The evil kids belong to Thomas (Carlos Santos) and Ellie (Amanda Crew), a couple on the rocks ever since Ellie jumped into a foursome that only she enjoyed. They go on a glamping trip with their buddies, Ben (Zach Gilford) and Margaret (Alisha Wainwright), renting out a pair of cabins so they can hang out and drink wine and open beer bottles without an opener. On a hike, the sextet (add kids Spencer (David Mattle) and Lucy (Brielle Guiza)) come upon some ruins and, yes, a pit. What’s in the pit? A thing. A The Keep kind of thing? No, more like a mass of sentient insects or some shit you only see as silhouettes and hear as foley. It promptly possesses Spencer and Lucy because it wants them to throw the bodies of their parents into the pit, I guess. Not-Spencer and not-Lucy gaslight vulnerable, recovering trainwreck Ben with gambits like Lucy raising a firepit poker to stab Ellie in the back and then, when Ben exclaims in horror, pretending to sweep the patio with the poker instead. Clever! Or cruel, given how mental illness is portrayed in this film as a burden to overcome on behalf of your loved ones. You decide! Spencer shows Ben an empty pill bottle while Lucy pours a beer for her dad, which Ben interprets as them having spiked the beer somehow, even though he’s watched the process of pouring the beverage from start to finish. Maybe Ben’s gaslighting himself, amiright? Because he’s bugnuts. Maybe we’re the ones being gaslit. What a tangled web There’s Something Wrong with the Children weaves.
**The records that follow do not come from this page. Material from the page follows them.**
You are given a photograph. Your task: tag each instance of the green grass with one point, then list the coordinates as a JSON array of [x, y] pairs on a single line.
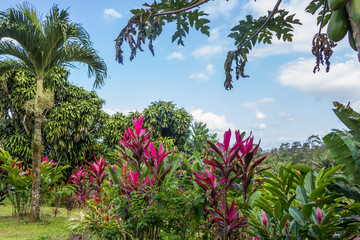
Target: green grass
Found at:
[[55, 228]]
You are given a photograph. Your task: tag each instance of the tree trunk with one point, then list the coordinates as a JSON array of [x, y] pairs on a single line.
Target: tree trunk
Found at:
[[36, 161], [355, 28]]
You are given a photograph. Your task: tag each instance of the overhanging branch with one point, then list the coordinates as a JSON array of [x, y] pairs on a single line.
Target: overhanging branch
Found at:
[[191, 6]]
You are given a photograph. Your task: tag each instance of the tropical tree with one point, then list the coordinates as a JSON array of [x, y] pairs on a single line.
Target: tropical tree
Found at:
[[200, 134], [341, 17], [40, 45], [166, 121]]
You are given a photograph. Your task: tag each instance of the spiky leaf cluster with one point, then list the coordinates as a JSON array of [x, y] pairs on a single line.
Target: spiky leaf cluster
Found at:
[[246, 35], [147, 24]]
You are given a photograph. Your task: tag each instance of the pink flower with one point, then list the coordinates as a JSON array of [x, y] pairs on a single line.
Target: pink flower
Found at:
[[264, 219], [319, 214]]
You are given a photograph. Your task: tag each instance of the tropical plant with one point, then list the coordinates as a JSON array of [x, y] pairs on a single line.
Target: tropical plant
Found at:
[[19, 182], [147, 24], [74, 108], [297, 202], [40, 45], [234, 170], [164, 120], [80, 179]]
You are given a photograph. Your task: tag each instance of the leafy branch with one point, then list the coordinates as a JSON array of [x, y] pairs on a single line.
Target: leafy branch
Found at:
[[277, 21], [146, 24], [322, 46]]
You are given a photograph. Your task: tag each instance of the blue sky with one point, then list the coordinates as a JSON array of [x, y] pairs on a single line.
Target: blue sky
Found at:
[[282, 101]]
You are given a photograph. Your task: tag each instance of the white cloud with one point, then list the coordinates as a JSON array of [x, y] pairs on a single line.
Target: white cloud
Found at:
[[260, 115], [204, 75], [341, 83], [207, 51], [259, 126], [215, 34], [215, 123], [111, 14], [175, 55], [256, 103], [220, 8], [111, 111], [286, 117]]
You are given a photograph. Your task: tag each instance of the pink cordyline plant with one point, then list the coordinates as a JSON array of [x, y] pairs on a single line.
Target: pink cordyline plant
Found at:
[[136, 141], [227, 219], [78, 178], [45, 160], [97, 173], [155, 162], [319, 215], [236, 164], [132, 182]]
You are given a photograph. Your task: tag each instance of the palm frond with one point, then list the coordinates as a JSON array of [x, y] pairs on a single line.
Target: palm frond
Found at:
[[8, 66], [75, 52], [12, 49]]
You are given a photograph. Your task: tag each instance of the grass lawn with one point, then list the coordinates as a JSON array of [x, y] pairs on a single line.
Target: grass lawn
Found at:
[[12, 229]]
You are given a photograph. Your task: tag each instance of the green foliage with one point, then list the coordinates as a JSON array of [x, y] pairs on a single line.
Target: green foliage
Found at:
[[251, 31], [196, 142], [74, 125], [147, 24], [344, 148], [19, 180], [72, 128], [295, 200], [311, 153], [163, 119]]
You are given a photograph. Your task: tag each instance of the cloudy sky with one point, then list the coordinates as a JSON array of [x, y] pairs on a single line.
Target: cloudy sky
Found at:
[[282, 101]]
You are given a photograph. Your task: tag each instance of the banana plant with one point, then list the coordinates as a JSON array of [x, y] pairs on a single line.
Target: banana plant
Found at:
[[277, 196], [345, 151], [293, 202]]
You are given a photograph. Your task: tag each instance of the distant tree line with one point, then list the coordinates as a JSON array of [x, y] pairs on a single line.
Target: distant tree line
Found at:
[[75, 126], [311, 153]]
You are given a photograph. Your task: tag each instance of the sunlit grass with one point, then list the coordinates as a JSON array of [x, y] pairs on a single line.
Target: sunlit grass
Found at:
[[52, 228]]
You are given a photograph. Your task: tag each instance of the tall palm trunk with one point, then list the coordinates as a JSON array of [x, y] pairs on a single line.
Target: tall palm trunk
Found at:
[[37, 152]]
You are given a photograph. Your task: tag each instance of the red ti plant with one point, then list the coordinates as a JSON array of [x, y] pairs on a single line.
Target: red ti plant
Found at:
[[228, 219], [97, 173], [233, 165], [132, 182], [155, 162], [136, 141], [247, 163], [79, 178], [207, 181]]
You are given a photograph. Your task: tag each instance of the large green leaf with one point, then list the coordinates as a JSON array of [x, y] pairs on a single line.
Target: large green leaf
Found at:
[[296, 214], [350, 118], [308, 183], [301, 196], [345, 153]]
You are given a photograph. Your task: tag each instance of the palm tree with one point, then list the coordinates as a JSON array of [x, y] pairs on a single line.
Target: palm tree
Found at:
[[40, 45]]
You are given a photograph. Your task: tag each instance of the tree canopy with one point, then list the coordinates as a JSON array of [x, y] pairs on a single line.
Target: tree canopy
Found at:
[[147, 24]]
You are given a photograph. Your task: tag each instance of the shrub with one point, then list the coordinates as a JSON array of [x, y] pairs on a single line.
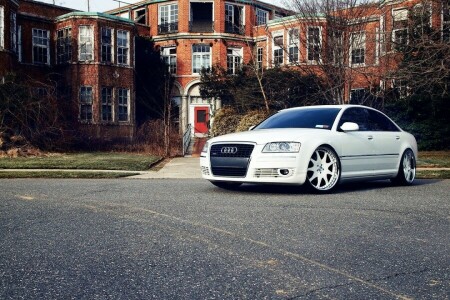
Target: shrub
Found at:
[[251, 118], [226, 121]]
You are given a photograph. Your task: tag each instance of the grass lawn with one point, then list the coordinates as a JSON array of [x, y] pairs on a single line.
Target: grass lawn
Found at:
[[63, 174], [434, 159], [89, 161]]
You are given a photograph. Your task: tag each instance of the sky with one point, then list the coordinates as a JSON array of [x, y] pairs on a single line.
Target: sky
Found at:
[[103, 5]]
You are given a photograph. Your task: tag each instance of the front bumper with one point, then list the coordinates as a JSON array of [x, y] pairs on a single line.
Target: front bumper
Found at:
[[263, 168]]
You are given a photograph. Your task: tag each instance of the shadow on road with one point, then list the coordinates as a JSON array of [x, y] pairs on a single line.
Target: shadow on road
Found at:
[[294, 190]]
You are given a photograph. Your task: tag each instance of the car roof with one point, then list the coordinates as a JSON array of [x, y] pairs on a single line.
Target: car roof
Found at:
[[325, 106]]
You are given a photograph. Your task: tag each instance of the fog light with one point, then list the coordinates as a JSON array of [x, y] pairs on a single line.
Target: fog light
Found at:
[[284, 172]]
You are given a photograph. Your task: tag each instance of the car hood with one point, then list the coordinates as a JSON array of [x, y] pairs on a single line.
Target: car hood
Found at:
[[262, 136]]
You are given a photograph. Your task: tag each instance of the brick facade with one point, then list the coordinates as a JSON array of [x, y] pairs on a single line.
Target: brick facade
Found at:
[[218, 30], [79, 74]]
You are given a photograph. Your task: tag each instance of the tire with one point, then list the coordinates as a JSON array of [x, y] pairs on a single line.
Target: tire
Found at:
[[227, 185], [324, 170], [406, 170]]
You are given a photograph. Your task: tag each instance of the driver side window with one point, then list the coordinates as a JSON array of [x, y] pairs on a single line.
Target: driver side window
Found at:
[[356, 115]]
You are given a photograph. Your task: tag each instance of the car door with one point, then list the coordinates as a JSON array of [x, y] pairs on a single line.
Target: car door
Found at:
[[387, 142], [358, 156]]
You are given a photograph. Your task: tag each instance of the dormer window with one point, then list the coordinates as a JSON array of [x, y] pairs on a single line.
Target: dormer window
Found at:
[[85, 43], [262, 17], [234, 19], [168, 18], [41, 46]]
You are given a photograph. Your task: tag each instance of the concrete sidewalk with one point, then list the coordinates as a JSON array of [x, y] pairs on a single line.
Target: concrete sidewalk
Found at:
[[178, 167]]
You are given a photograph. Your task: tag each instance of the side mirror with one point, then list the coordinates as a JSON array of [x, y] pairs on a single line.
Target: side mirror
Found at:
[[349, 126]]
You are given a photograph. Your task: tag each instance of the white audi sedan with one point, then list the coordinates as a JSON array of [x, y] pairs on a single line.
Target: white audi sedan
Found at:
[[320, 146]]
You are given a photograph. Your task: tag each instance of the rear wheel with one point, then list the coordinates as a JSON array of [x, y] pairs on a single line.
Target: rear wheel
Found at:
[[407, 169], [228, 185], [324, 170]]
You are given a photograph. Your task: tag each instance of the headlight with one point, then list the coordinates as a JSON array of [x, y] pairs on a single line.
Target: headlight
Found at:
[[205, 148], [281, 147]]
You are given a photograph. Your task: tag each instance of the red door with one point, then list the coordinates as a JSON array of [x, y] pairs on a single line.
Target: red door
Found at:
[[201, 119]]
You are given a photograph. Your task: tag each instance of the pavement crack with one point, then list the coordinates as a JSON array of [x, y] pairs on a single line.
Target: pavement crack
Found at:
[[399, 274]]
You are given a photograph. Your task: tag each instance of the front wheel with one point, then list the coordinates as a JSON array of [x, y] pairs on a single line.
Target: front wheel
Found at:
[[407, 169], [324, 170], [227, 185]]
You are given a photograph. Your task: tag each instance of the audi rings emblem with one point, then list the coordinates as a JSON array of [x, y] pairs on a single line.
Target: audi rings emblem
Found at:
[[228, 150]]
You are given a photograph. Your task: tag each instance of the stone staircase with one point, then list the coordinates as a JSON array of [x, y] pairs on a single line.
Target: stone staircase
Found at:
[[195, 147]]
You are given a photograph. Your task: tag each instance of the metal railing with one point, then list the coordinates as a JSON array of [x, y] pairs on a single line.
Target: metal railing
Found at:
[[233, 28], [168, 28], [187, 135]]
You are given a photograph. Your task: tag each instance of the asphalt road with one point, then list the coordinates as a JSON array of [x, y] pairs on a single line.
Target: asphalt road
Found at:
[[186, 239]]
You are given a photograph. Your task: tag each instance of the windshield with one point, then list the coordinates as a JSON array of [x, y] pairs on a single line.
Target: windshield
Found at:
[[322, 118]]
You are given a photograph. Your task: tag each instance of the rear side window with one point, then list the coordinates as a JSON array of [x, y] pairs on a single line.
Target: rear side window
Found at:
[[356, 115], [379, 122]]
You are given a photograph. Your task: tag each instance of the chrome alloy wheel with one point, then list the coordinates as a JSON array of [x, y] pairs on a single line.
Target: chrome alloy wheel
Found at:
[[323, 169], [409, 167]]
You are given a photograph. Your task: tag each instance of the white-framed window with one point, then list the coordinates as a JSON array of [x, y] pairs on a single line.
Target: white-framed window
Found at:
[[445, 21], [357, 96], [64, 45], [85, 43], [422, 18], [234, 18], [400, 87], [400, 14], [336, 46], [314, 47], [278, 48], [123, 47], [169, 55], [358, 48], [234, 60], [259, 58], [41, 46], [2, 27], [86, 98], [262, 17], [293, 44], [19, 43], [168, 18], [107, 45], [399, 38], [382, 37], [400, 27], [125, 15], [123, 102], [201, 57], [13, 30], [107, 104], [140, 16]]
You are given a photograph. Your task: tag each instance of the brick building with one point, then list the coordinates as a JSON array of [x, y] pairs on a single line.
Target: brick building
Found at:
[[194, 34], [94, 52], [91, 53]]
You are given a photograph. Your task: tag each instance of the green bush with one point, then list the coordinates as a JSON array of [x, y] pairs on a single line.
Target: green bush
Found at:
[[251, 118], [225, 121]]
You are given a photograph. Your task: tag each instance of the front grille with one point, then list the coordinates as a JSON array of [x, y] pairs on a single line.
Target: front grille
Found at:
[[242, 150], [230, 159], [229, 172]]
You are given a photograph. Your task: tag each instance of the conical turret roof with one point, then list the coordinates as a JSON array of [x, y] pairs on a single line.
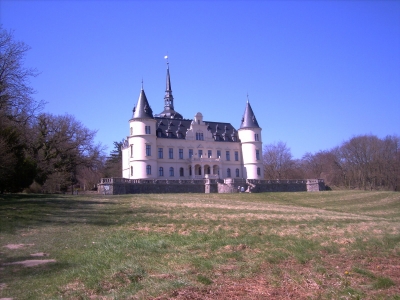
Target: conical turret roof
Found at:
[[249, 119], [142, 109]]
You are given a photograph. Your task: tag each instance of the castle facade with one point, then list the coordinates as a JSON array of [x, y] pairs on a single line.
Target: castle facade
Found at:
[[167, 146]]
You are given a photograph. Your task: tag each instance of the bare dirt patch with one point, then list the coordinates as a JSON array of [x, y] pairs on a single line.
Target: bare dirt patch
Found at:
[[31, 262], [17, 246], [39, 254], [292, 280]]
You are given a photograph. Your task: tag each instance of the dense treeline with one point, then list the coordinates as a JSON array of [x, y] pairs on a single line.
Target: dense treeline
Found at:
[[363, 162], [41, 152]]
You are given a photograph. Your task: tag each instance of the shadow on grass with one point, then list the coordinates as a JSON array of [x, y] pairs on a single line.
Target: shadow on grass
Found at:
[[21, 211]]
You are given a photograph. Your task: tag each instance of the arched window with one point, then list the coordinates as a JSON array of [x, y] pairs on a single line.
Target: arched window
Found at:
[[199, 136]]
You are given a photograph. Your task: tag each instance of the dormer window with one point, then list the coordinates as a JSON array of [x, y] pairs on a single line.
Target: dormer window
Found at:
[[199, 136], [148, 129]]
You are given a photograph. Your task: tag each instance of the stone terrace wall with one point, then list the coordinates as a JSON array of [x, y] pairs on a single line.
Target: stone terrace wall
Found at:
[[115, 186]]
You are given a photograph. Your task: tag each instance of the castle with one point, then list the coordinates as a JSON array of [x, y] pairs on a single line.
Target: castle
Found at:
[[165, 153], [167, 146]]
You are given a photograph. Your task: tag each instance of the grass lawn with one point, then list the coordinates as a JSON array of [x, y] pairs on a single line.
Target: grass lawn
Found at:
[[322, 245]]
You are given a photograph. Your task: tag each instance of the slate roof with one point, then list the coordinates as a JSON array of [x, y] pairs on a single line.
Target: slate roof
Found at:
[[142, 110], [176, 129], [249, 119]]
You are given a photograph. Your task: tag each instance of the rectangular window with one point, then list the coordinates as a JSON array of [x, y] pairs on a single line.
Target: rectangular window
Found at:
[[147, 128], [199, 136], [148, 150]]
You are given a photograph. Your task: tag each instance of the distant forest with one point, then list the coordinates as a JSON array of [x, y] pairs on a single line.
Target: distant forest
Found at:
[[45, 153]]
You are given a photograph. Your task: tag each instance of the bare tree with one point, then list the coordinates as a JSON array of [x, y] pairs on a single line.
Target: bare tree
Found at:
[[16, 101], [63, 147]]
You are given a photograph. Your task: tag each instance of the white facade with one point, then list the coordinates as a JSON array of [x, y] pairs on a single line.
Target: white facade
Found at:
[[176, 148]]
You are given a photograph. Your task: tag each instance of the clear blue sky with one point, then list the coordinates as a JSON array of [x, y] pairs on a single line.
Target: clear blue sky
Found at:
[[316, 72]]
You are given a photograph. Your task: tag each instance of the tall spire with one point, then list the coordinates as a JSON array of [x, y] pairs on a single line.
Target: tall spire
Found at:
[[169, 111], [249, 119], [168, 99]]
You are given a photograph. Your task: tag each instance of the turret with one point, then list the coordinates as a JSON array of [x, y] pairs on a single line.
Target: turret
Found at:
[[139, 157], [250, 137]]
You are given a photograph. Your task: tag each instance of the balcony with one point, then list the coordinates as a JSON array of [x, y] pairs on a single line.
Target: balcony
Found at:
[[204, 159]]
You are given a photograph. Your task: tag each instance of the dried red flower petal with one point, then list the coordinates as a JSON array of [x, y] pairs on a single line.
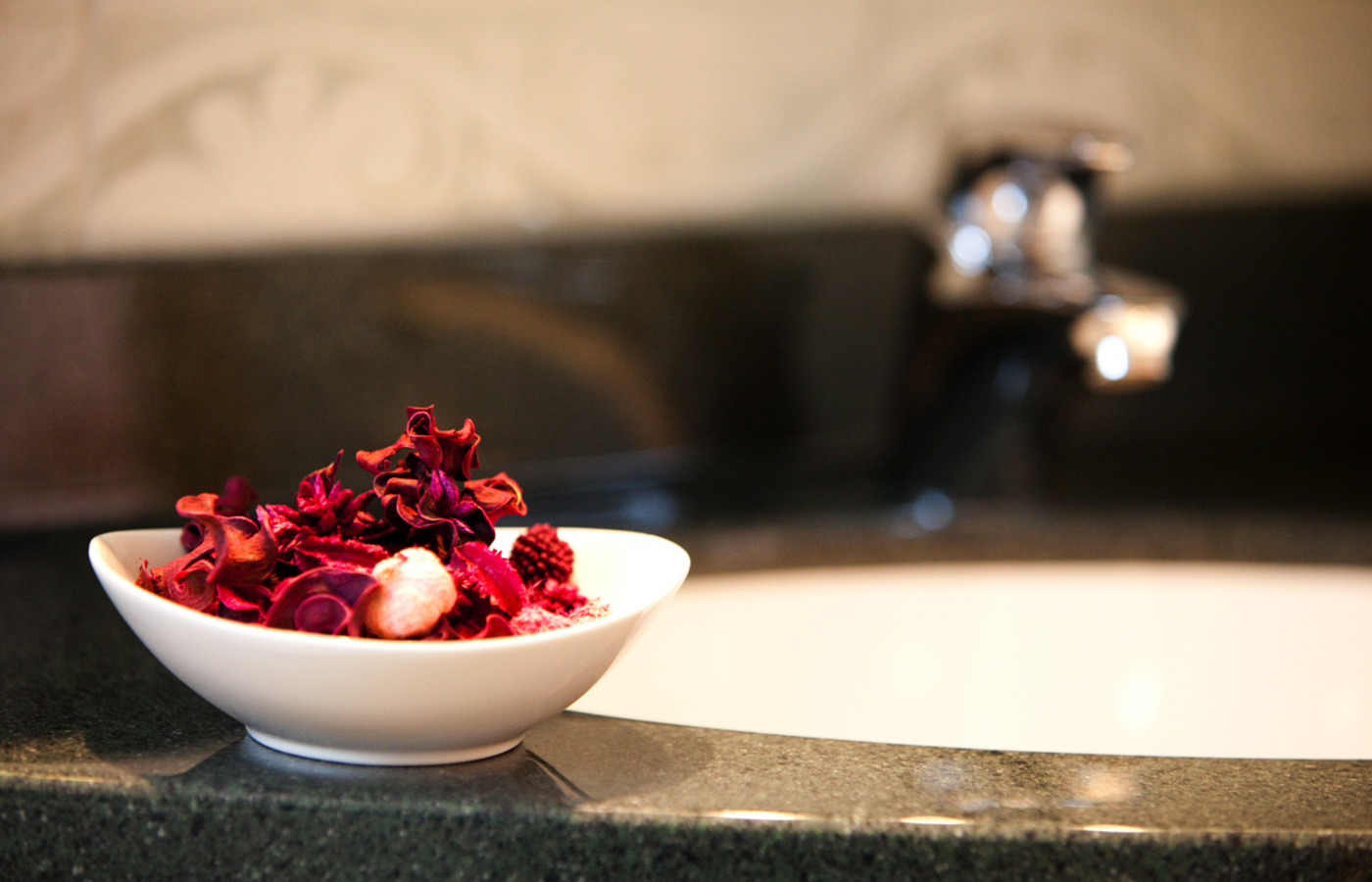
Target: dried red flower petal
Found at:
[[476, 566], [309, 566]]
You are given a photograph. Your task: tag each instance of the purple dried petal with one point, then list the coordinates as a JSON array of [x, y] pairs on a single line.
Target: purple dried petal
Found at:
[[346, 584], [321, 613], [359, 618]]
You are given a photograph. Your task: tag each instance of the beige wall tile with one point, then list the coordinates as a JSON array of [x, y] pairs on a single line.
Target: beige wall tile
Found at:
[[43, 125], [253, 123]]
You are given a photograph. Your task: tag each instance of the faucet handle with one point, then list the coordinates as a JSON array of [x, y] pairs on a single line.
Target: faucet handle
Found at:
[[1019, 219]]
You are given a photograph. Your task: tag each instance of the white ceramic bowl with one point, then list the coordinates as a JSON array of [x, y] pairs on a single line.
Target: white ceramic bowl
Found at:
[[394, 703]]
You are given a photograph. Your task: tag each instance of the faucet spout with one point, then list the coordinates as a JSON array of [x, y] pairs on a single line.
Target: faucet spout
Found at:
[[1018, 233], [1018, 313]]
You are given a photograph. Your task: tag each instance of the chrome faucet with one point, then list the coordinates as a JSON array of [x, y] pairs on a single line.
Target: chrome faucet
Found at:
[[1018, 311], [1018, 232]]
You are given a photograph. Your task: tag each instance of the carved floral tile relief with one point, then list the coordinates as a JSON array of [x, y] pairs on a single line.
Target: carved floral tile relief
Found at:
[[153, 125]]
There isn’t much tension, and there’s not much lore to either honour or betray. The jump scares aren’t scary, and the score by The Gifted, whose work I’ve liked in the past, is slathered so thickly over it all that it does more to set teeth on edge than anything else in the film manages to do. To its credit, the picture opens with The Sisters of Mercy‘s goth classic “More,” albeit not for any reason I could discern other than that it’s a great song. There’s Something Wrong with the Children isn’t a gothic horror, after all, not even the Southern kind, so perhaps the fight between Ellie and Margaret mid-film about childlessness and male sexual jealousy is what the song is meant to call out. Probably it’s just there during a title sequence featuring Spencer and Lucy running around in slow-motion because, much like the rest of the film’s stage setting, there isn’t much going on to tie the story to its location. I had a tough time with this one for many reasons but mostly because There’s Something Wrong with the Children seems to want to have important things to say about its adult characters yet wouldn’t know how to say them if it did. That awkward verbal joust midway indicates a desire to make this mishegoss a metaphor for whether or not to have children, or for how the with-spawn have a nasty habit of looking down on the childless without considering the mess they make of their own kids. What better way to lend irony to the controversy than by having the kids be unholy creatures of the night? But then the movie moves on to tepid horror tropes and muddy rules (when does the monster gain telekinesis?), culminating in “getting dragged away by your feet into the house” garbage that passes the time until the final it’s over or is it? sting. There’s Something Wrong with the Children is boring piffle largely indistinguishable from a dozen other undercooked projects that drop every year. What a pity.